Mold, Other Health Hazards Plague Sandy Victims One Month Later
A new public health risk has joined the digestive disorders, rashes and infections already experienced by residents of Hurricane Sandy one month after the devastating storm battered the coastal areas of New Jersey and New York, leaving thousands still homeless and many areas such as the Rockaways and Staten Island still without power today.
With many homes submerged by flood waters during the Oct. 25 storm, mold has begun to form in still-damp areas, the International Business Times (IBT) reports today.
"Standing water, and the disease-causing bugs that breed there, will likely make many buildings in New York City a health threat."
Jim Hoffer of WABC in the Rockaways reports that senior citizens are sick in their homes and can't get out.
Like so many homes in the Rockaways, Calvin Turney's home from the outside shows little damage. It's inside where Sandy's surge has left its mark. He says the first floor is filled with mold. The Turneys are also living without heat, electricity and water
"No heat is a problem. How much can a body take," Turney said.
The mold and cold nights have taken a toll on Mr. Turney's wife, who days ago was diagnosed with bronchitis and given powerful inhalers to help her breathing.
"At night I sleep with 4 blankets, 2 socks, 3 sweaters and gloves," Adrian Turney said.
Volunteers wonder how the city has not seen the situation as a crisis, and argue that the "dire emergency" demands homes and shelters for senior citizens.
But assistant health commissioner Nancy Clark told WABC that "we've seen no uptick" in emergency rooms for illness or respiratory illness.

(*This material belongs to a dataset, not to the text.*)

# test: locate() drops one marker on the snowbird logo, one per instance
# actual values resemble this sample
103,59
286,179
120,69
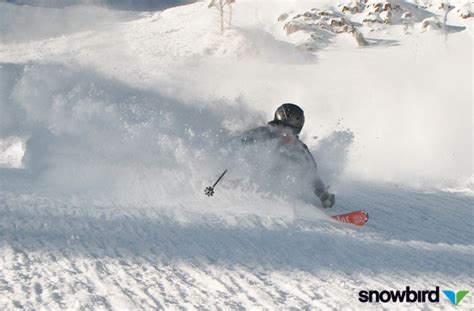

The Health Department says it has no guidelines as to how bad the mold problem must be before considering evacuation.
And one month since Sandy, neither the city, the state, nor FEMA has a concrete plan for alternative housing for those displaced by mold, lack of heat, or a myriad of other problems making homes inhabitable.
New Yorkers may also have to contend with an increased population of rats — which can squeeze into holes a half-inch wide, the International Business Times reports, "so New Yorkers may want to make sure even tiny holes in their buildings are stopped up."
But no "ratpocalypse" is expected, because flooding often drowns young rats, Sam Miller, spokesman for the New York City Department of Heath and Mental Hygeine, told New York magazine.
Officials recommend drying the affected areas, using fans when possible, opening windows for fresh air and using dehumidifiers in enclosed spaces.